Yao Xinpeng, Lyu Nengchao, Liu Mengfei
Shandong Hi-Speed Group Innovation Research Institute, Jinan 250014, China.
Intelligent Transportation Systems Research Center, Wuhan University of Technology, Wuhan 430063, China.
Sensors (Basel). 2025 May 20;25(10):3213. doi: 10.3390/s25103213.
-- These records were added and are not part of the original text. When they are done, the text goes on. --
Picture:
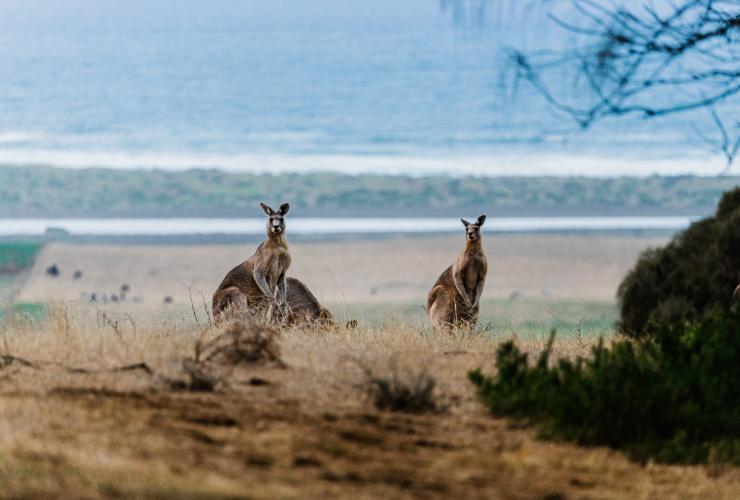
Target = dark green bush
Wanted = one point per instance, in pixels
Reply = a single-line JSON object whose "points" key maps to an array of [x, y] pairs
{"points": [[694, 275], [672, 398]]}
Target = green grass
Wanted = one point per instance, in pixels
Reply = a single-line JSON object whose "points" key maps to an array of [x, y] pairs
{"points": [[17, 256], [529, 318], [26, 311]]}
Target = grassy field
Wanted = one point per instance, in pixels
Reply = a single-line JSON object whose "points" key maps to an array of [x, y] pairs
{"points": [[97, 399], [17, 256], [73, 424]]}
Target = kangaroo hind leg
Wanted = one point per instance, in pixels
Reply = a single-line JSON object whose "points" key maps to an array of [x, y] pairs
{"points": [[229, 303], [439, 310]]}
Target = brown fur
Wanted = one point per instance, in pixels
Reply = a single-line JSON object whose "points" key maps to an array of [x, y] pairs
{"points": [[304, 307], [446, 306], [239, 290]]}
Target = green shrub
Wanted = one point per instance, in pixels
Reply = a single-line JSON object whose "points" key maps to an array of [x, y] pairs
{"points": [[694, 275], [672, 398]]}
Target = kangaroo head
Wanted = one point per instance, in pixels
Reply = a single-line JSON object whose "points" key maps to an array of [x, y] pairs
{"points": [[275, 220], [472, 229]]}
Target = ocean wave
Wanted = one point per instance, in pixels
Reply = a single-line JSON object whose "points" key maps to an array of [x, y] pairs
{"points": [[452, 165]]}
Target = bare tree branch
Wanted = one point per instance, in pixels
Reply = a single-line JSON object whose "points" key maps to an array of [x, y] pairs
{"points": [[649, 62]]}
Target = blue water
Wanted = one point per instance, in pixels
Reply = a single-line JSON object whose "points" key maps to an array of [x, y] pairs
{"points": [[260, 85]]}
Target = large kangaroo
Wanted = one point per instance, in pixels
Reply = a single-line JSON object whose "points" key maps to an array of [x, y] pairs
{"points": [[454, 300], [304, 308], [258, 284]]}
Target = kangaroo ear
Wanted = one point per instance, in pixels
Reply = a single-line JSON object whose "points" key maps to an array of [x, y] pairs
{"points": [[266, 209]]}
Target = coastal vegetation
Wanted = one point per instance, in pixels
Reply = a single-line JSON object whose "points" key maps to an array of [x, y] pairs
{"points": [[693, 275]]}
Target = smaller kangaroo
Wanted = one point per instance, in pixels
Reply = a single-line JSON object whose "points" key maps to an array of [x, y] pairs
{"points": [[454, 300], [258, 284]]}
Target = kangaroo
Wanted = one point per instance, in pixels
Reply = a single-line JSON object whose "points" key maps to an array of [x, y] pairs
{"points": [[304, 307], [454, 300], [258, 284]]}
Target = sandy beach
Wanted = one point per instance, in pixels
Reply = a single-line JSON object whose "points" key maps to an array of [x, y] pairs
{"points": [[547, 267]]}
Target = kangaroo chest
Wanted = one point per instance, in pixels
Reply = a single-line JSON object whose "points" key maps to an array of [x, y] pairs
{"points": [[279, 264], [473, 270]]}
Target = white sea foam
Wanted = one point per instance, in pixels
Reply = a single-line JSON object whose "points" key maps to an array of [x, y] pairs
{"points": [[252, 226], [500, 165]]}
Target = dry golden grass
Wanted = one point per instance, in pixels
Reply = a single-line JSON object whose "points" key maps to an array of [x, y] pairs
{"points": [[305, 431]]}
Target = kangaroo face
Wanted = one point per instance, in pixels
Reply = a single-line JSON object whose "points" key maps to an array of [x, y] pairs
{"points": [[275, 219], [472, 229]]}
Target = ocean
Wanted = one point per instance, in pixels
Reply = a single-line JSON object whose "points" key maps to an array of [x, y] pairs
{"points": [[332, 225], [411, 86]]}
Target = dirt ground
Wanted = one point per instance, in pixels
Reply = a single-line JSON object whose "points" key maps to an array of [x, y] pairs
{"points": [[309, 429], [72, 427], [346, 272]]}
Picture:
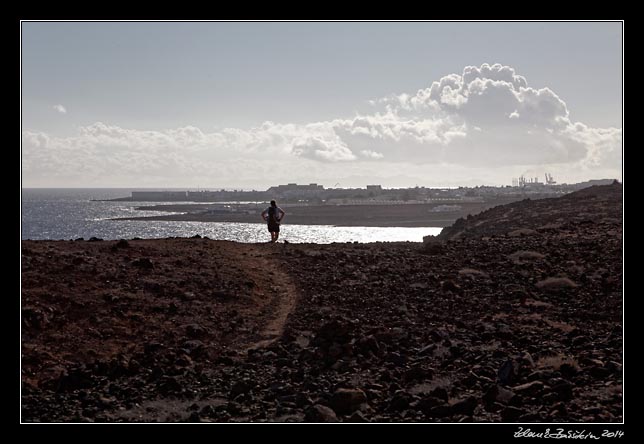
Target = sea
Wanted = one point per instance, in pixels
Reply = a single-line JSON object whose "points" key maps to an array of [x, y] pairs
{"points": [[72, 213]]}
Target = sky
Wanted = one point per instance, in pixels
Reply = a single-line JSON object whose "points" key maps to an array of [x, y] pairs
{"points": [[209, 105]]}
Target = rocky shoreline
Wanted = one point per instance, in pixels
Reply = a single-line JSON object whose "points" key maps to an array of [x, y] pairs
{"points": [[512, 315], [403, 215]]}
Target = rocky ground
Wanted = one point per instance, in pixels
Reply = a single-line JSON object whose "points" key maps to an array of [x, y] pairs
{"points": [[513, 315]]}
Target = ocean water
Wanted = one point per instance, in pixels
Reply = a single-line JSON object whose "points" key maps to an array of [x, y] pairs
{"points": [[71, 213]]}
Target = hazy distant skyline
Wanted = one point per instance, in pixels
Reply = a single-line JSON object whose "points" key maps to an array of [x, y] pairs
{"points": [[255, 104]]}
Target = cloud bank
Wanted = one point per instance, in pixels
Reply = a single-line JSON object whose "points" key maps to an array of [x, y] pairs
{"points": [[486, 121]]}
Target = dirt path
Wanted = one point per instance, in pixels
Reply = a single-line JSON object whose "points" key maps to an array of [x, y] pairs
{"points": [[274, 291]]}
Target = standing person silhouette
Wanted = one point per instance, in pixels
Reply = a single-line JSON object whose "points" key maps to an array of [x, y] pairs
{"points": [[273, 215]]}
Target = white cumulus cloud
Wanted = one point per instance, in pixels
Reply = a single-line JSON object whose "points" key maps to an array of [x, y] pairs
{"points": [[486, 117]]}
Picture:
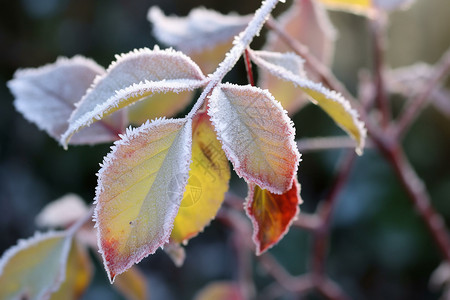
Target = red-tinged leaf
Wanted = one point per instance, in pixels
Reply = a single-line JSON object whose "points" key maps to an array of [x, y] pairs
{"points": [[140, 187], [336, 106], [34, 268], [133, 77], [256, 135], [176, 253], [78, 274], [220, 290], [271, 214], [208, 182], [47, 96]]}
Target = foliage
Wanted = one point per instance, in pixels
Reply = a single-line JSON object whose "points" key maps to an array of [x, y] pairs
{"points": [[165, 180]]}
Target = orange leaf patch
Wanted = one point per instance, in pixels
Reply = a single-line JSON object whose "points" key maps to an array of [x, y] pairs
{"points": [[271, 214]]}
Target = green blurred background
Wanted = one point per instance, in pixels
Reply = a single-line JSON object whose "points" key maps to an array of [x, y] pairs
{"points": [[379, 246]]}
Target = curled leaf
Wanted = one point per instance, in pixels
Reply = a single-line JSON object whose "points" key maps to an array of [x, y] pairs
{"points": [[256, 135], [208, 181], [271, 214], [133, 77], [140, 187], [34, 268], [47, 96], [338, 108]]}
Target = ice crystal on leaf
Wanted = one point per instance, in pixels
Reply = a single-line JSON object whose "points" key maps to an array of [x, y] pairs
{"points": [[256, 134], [140, 188], [338, 108], [134, 76], [47, 96]]}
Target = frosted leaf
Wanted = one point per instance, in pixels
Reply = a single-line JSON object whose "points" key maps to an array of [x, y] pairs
{"points": [[201, 29], [176, 253], [47, 95], [307, 22], [35, 267], [134, 76], [271, 214], [140, 187], [62, 212], [332, 103], [256, 135]]}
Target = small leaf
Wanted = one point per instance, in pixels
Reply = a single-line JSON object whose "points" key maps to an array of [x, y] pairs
{"points": [[271, 214], [332, 103], [353, 6], [47, 95], [34, 268], [132, 284], [307, 22], [140, 187], [208, 181], [133, 77], [256, 135], [62, 212], [78, 274], [219, 290], [202, 29]]}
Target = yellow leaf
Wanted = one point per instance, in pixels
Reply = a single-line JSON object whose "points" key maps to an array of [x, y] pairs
{"points": [[354, 6], [256, 135], [140, 187], [337, 107], [207, 184], [35, 268], [132, 284], [78, 274]]}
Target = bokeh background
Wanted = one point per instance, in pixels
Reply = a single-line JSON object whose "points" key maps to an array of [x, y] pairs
{"points": [[379, 246]]}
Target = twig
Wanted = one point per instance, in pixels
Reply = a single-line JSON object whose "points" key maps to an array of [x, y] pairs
{"points": [[377, 30], [326, 143], [413, 108], [419, 197], [320, 239], [320, 69]]}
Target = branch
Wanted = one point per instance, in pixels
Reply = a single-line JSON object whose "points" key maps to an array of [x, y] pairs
{"points": [[413, 108], [320, 239], [419, 197], [240, 43], [377, 30], [313, 63], [326, 143]]}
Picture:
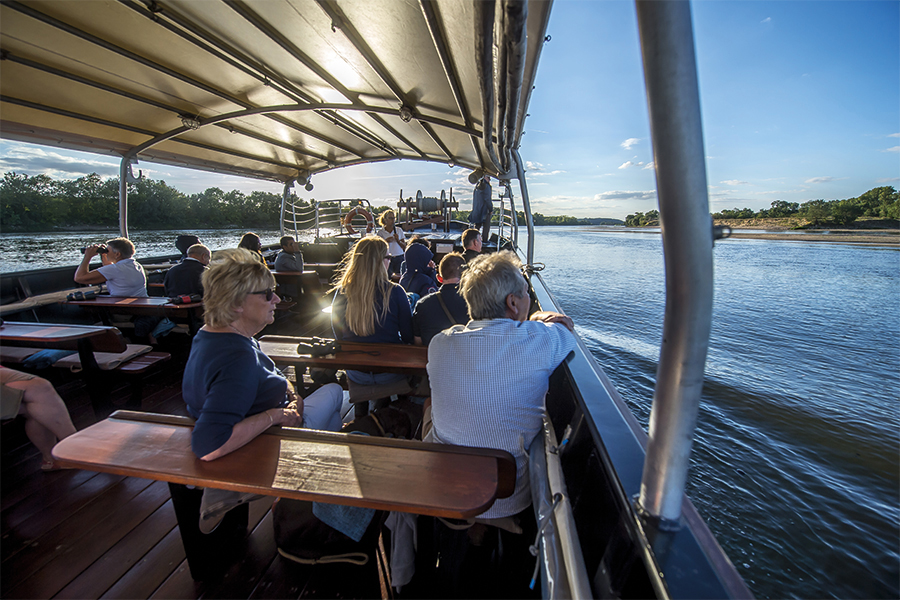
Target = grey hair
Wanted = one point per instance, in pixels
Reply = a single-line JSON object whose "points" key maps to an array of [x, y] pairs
{"points": [[487, 282], [228, 280]]}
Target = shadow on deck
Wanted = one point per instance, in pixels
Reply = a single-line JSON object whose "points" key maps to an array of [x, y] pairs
{"points": [[80, 534]]}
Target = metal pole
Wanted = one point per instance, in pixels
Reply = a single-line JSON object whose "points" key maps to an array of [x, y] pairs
{"points": [[126, 176], [526, 205], [670, 71]]}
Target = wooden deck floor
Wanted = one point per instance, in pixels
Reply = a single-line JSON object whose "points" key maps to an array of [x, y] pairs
{"points": [[79, 534]]}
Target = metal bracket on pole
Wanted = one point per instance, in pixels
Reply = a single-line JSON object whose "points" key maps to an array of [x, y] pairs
{"points": [[670, 71], [126, 176]]}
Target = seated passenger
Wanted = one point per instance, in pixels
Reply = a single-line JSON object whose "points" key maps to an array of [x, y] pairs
{"points": [[250, 241], [121, 273], [184, 242], [419, 277], [123, 277], [471, 240], [289, 259], [230, 386], [494, 399], [367, 307], [395, 237], [46, 418], [184, 278], [444, 308]]}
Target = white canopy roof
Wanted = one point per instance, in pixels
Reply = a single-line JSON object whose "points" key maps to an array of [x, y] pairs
{"points": [[275, 89]]}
Advanced driving assistance systems (ADASs) provide rich data on vehicles and their surroundings, enabling early detection and warning of driving risks. This study proposes a short-term risk prediction method based on in-vehicle perception data, aiming to support real-time risk identification in ADAS environments. A variable sliding window approach is employed to determine the optimal prediction window lead length and duration. The method incorporates Monte Carlo simulation for threshold calibration, Boruta-based feature selection, and multiple machine learning models, including the light gradient-boosting machine (LGBM), with performance interpretation via SHAP analysis. Validation is conducted using data from 90 real-world driving sessions. Results show that the optimal prediction lead time and window length are 1.6 s and 1.2 s, respectively, with LGBM achieving the best predictive performance. Risk prediction effectiveness is enhanced when integrating information across the human-vehicle-road environment system. Key features influencing prediction include vehicle speed, accelerator operation, braking deceleration, and the reciprocal of time to collision (TTCi). The proposed approach provides an effective solution for short-term risk prediction and offers algorithmic support for future ADAS applications.
先进驾驶辅助系统(ADAS)可提供有关车辆及其周围环境的丰富数据,从而实现对驾驶风险的早期检测和预警。本研究提出了一种基于车载感知数据的短期风险预测方法,旨在支持ADAS环境下的实时风险识别。采用可变滑动窗口方法来确定最佳预测窗口提前长度和持续时间。该方法结合了用于阈值校准的蒙特卡罗模拟、基于Boruta的特征选择以及包括轻梯度提升机(LGBM)在内的多种机器学习模型,并通过SHAP分析进行性能解释。使用来自90次实际驾驶会话的数据进行验证。结果表明,最佳预测提前时间和窗口长度分别为1.6秒和1.2秒,LGBM实现了最佳预测性能。整合人车路环境系统中的信息可提高风险预测有效性。影响预测的关键特征包括车速、油门操作、制动减速度以及碰撞时间倒数(TTCi)。所提出的方法为短期风险预测提供了有效解决方案,并为未来ADAS应用提供了算法支持。